À l'occasion, vendredi, de la Journée internationale des femmes, une exposition rendant hommage aux femmes autochtones disparues ou assassinées au Canada a été inaugurée à l'Espace culturel Ashukan, à Montréal. Une invitation a également été lancée à la population pour y créer une broderie collective... contre l'oubli.

« Quand je conduis mon auto, lors de mes visites au Canada, j'ai toujours ces femmes disparues en pensée. Je me dis : "Peut-être qu'il y en a une ici ? Qu'elle se trouve dans ce chemin ?" »

Viviane Michel est la présidente de Femmes autochtones du Québec. Elle était à l'Espace culturel Ashukan, vendredi, à l'occasion de la Journée internationale des femmes. Depuis quatre ans, son organisme réunit, une fois par an pendant quatre jours, des familles de jeunes filles et de femmes autochtones qui ont disparu ou qui ont été retrouvées sans vie.

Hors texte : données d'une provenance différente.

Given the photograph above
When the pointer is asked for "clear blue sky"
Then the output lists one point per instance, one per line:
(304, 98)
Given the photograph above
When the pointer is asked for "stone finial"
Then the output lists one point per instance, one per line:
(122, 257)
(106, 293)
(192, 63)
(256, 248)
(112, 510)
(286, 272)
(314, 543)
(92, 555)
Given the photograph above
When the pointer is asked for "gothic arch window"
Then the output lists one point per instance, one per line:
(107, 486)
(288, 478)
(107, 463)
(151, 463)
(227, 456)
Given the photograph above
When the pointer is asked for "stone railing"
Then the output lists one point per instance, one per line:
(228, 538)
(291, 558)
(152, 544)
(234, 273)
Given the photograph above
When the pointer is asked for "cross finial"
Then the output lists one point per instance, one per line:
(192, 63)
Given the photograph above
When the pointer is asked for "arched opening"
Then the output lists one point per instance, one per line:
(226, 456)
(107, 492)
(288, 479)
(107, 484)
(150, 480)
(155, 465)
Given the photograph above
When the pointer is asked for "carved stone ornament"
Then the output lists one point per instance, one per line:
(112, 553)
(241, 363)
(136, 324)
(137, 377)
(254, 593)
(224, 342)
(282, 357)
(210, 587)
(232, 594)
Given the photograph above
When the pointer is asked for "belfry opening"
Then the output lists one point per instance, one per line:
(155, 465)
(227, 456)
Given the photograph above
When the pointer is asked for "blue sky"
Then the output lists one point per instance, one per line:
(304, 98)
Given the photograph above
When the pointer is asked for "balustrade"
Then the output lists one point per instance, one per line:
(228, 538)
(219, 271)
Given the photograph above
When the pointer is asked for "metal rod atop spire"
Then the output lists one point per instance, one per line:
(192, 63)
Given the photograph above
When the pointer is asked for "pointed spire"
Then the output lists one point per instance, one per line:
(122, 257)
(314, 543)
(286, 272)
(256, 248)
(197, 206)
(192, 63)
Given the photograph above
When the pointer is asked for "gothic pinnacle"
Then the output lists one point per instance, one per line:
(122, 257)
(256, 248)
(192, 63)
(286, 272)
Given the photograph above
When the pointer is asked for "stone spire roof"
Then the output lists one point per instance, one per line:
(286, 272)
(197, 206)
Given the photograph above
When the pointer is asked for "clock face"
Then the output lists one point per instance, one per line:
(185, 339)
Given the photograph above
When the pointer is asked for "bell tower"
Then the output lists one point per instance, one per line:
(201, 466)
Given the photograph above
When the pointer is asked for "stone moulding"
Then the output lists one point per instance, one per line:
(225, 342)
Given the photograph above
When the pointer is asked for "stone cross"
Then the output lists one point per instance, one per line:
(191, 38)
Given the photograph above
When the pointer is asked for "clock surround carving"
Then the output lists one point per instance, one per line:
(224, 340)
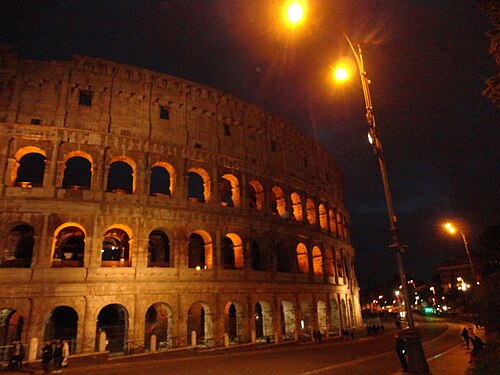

« Ces familles peuvent ainsi partager ensemble ce qu'elles ont à vivre. Elles partagent leurs expériences, leurs connaissances par rapport aux démarches judiciaires et leurs inquiétudes. »

Un phénomène qui perdure

Viviane Michel affirme qu'il y a encore régulièrement des disparitions et des assassinats de femmes autochtones au pays.

« Sur Facebook, je constate qu'il y a toujours, de jour en jour, une fille qui disparaît au Canada. C'est encore une autre et encore une autre. Le nombre de 2000 à travers le Canada a certainement dû être dépassé. »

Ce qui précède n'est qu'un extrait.